Ils filaient maintenant sur le freeway de Maribor, double bande d’asphalte rectiligne, bordant une banlieue de plus en plus clairsemée qui fit bientôt place à des champs. Malko guettait le côté droit, comptant les kilomètres. Les rails des trams avaient disparu. Ils se trouvaient en pleine campagne. Soudain Malko aperçut dans le lointain, sur sa droite, plusieurs bâtiments dont un d’une curieuse couleur rose, comme certains hôtels de Californie. Sûrement le motel Hrvatska.
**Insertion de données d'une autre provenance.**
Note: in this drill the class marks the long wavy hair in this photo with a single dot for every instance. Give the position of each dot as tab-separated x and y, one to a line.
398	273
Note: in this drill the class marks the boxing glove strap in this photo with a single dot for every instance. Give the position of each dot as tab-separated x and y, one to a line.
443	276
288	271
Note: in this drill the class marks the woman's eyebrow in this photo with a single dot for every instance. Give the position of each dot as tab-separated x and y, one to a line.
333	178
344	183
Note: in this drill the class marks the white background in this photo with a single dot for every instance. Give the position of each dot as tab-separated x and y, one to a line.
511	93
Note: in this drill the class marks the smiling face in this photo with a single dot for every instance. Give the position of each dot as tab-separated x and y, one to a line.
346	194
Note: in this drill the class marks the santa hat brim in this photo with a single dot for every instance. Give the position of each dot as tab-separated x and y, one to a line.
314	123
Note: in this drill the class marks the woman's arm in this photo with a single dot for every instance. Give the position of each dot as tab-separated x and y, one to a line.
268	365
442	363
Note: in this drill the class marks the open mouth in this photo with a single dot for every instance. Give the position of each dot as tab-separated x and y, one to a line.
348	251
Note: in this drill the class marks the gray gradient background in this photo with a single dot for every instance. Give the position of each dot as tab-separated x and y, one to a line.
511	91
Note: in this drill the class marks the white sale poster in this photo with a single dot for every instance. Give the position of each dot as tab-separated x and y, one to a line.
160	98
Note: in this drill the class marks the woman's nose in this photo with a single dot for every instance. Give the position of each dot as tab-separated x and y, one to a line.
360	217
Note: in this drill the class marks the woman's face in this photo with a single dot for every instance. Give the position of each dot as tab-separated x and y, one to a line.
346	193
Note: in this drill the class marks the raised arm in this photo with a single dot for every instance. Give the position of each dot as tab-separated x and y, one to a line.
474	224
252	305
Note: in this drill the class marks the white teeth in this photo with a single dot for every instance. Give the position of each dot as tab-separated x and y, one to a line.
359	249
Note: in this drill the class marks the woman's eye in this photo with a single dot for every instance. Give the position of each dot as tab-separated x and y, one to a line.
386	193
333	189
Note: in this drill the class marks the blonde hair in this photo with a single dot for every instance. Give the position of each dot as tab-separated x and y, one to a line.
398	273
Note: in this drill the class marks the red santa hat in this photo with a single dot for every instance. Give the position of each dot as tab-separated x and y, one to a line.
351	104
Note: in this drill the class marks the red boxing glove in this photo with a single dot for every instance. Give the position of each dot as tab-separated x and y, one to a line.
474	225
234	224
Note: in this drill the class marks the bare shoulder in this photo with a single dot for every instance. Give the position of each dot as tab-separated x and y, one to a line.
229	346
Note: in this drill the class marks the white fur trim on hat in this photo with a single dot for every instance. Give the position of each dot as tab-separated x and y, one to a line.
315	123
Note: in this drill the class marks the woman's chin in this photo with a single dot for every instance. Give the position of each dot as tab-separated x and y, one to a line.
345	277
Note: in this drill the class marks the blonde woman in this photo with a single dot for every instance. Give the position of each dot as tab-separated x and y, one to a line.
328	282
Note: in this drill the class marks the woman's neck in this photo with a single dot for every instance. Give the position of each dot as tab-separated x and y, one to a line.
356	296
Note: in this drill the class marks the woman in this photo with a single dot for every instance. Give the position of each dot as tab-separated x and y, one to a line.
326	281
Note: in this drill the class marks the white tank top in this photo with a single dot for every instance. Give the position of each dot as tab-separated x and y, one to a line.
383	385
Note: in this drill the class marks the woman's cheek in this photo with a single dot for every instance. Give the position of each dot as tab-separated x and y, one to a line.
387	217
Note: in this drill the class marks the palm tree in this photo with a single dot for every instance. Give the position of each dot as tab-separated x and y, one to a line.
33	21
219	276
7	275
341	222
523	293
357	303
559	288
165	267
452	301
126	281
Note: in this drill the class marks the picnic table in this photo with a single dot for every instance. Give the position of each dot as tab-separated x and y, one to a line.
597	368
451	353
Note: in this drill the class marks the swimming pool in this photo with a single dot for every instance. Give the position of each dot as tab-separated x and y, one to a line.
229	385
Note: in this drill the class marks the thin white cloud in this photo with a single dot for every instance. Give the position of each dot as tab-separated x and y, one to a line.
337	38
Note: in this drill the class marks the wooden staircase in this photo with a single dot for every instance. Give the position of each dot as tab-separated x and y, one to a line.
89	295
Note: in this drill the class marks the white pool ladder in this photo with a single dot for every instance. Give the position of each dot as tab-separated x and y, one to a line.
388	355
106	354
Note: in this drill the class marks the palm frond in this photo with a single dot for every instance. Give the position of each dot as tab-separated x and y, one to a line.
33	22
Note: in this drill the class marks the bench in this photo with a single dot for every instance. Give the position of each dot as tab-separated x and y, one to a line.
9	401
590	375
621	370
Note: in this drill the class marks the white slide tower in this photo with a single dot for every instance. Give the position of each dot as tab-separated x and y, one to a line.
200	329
Ils n’en étaient plus qu’à un kilomètre environ lorsque la blonde désigna un chemin de terre qui s’éloignait perpendiculairement à l’autoroute, filant vers un pâté de HLM tout neufs érigés en pleins champs.

Hier, bitte !

Malko ralentit et stoppa à l’entrée du chemin. La blonde ne bougea pas, désignant à nouveau du doigt les bâtiments, distants environ de mille cinq cents mètres. Visiblement, elle n’avait pas envie de marcher… Malko, qui ne tenait pas à déclencher un incident désagréable, fit contre mauvaise fortune bon cœur et s’engagea dans le chemin semé de trous énormes et même pas asphalté. La blonde retrouva aussitôt son sourire… Arrivé à un rond-point rudimentaire juste avant les HLM, il stoppa et elle descendit enfin. Le temps de faire demi-tour, il filait de nouveau vers l’autoroute.

À peine eut-il pris de la vitesse qu’il aperçut un nuage de poussière derrière lui. Un véhicule surgi du rond-point était en train de le rattraper. Un taxi Mercedes bleu clair, qu’il surveilla dans son rétroviseur. Sans souci des trous dans le chemin, il fonçait à toute vitesse. Malko appuya sur sa droite, pas trop étonné ; les Yougoslaves conduisaient comme des fous… C’est seulement lorsque la Mercedes ne fut plus qu’à quelques mètres derrière lui que son estomac se contracta brutalement. L’homme assis à côté du chauffeur qui portait un petit bouc était Boza, le Croate à la tête d’oiseau. Malko identifia facilement ce qu’il tenait dans ses mains : un « riot-gun » noir à plusieurs coups. Une arme capable à quelques mètres de déchiqueter n’importe quel être humain.

La Mercedes accéléra encore, commençant à le doubler et le canon du riot-gun pointa son museau par la glace ouverte de la voiture, visant la tête de Malko.